I started treatment in March 2020. For the first 11 days, I was in the hospital, where I received step-up dosing to make sure I could tolerate the drug. Then I moved to an outpatient setting. This new treatment has really been different from any of my other treatments. Most importantly, this is the longest remission I have had. I am almost at the three-and-a-half-year mark, and I have never gone even close to this long on any other course of treatment. Also, compared to other treatments, the side effects have not been significant. I do get respiratory infections sometimes, but I take medications to manage that.
Thanks to this new immunotherapy, today I’m doing great.
I’m extremely grateful to the researchers who developed this immunotherapy. Thanks to the treatment, I am living a normal life. I do Pilates, go out with friends, spend time with family, travel, and pursue my hobbies. It has been nice to have a treatment that does not leave me feeling tired or bedridden.

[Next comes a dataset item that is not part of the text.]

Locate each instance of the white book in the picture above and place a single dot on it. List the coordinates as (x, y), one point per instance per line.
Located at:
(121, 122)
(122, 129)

I am also a huge advocate of clinical trials. There is no way to advance science without people being willing to participate in research studies. It is important for Congress to understand that I am here today because of a clinical trial that changed the trajectory of my disease. It is critically important that cancer research continues to be funded because of people like me; I would not be here today without this groundbreaking research. The more research that can be done, the more time people will get to spend with their families, watch their children grow up, and be productive members of society.